Three Blind Mice (Mystery Telefilm)
Picture:
C+ Sound: C+ Extras: D Telefilm: C
In what
plays like an attempt to launch another TV detective franchise, Brian Dennehy
is Ed McBain’s Matthew Hope in Three
Blind Mice, a disappointing would- be mystery about three Vietnam teens who
have been brutally murdered. The twist
is that Hope knows a politician who threatened to kill them in Vietnamese on
news TV and automatically becomes the #1 suspect.
Of
course, he is arrested and Hope does not want to get involved, but the men had
brutally beaten and even tried raping his wife, so hope will reluctantly look
into it. And that is the problem. We have seen this all before and we know
there would not be a “mystery” (i.e., the “real” story to be uncovered) if it
were not a mystery film.
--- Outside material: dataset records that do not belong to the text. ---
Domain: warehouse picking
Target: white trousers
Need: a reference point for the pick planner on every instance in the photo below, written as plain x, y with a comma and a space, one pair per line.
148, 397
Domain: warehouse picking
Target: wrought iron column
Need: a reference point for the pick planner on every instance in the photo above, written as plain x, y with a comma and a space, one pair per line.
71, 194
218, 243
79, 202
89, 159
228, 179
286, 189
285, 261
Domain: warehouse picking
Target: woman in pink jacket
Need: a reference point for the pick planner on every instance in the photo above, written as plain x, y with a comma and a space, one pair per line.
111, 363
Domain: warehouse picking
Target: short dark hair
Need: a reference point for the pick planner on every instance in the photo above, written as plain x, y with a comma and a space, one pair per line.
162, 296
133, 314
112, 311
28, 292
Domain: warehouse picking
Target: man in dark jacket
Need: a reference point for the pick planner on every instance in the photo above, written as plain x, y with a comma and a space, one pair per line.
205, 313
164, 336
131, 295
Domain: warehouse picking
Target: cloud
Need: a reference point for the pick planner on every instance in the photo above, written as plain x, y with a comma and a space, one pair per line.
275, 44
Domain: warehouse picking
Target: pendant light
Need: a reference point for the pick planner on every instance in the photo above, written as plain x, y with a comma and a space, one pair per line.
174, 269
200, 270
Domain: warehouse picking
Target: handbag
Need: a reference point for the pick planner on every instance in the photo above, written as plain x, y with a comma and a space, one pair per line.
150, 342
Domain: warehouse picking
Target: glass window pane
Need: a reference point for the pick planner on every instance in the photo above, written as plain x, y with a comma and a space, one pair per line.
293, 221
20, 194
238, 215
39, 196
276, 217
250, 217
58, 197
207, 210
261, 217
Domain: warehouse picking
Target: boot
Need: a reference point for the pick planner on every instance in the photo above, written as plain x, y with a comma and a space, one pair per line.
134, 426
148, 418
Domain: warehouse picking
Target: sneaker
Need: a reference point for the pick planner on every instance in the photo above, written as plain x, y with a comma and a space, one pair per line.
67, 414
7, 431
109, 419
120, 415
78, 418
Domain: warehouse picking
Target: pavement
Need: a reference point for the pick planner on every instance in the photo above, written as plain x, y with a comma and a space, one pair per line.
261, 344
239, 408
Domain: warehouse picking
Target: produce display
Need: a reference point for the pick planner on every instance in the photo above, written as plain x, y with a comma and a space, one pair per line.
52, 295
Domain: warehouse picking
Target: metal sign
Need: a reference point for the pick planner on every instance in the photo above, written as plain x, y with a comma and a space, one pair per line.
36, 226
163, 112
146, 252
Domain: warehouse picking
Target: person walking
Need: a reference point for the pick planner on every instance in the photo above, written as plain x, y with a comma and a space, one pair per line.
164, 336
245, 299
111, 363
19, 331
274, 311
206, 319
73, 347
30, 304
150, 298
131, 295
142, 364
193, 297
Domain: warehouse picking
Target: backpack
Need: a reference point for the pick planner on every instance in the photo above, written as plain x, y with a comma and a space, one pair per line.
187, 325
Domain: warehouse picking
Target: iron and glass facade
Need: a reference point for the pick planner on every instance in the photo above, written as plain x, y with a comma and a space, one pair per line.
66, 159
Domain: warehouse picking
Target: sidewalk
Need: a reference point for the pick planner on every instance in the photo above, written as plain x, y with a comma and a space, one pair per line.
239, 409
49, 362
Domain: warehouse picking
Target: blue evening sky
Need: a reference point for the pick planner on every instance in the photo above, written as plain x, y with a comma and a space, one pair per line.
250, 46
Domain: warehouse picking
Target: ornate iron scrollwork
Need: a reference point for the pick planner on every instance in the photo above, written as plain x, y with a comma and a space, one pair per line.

The result is
something even more gutted-out than Murder,
She Wrote and as tired as Matlock. That’s too bad, because Brian Dennehy could
easily carry such a show.
One issue
is how the show uses race, then drags in Vietnam, almost to a degree to distance
us from and trivialize both for the sake of a mystery that never works. Even with Rosalind Chao, Jason Beghe and Mary
Stuart Masterson in the cast, this never comes together, and is loaded with
distractions that prove just how weak this mystery is. The 90 minutes are stretched out pretty thin
as a result and director Christopher Leitch does not know how to compensate for
the many flaws.
The full
frame image is above average at best, with color consistency, but indecision
about what kind of camera style to use.
Sometimes, the shots are stable, others are shaky, and this often
happens in the same scene! Not
good. However, we’ve seen worse. The Dolby Digital 2.0 Stereo has minor Pro
Logic surrounds, but both it and its use of music vaporize quickly from
memory. There are no extras, but that is
no surprise, because the film itself does little. Three
Blind Mice involves a deck of cards, but never plays with a full deck.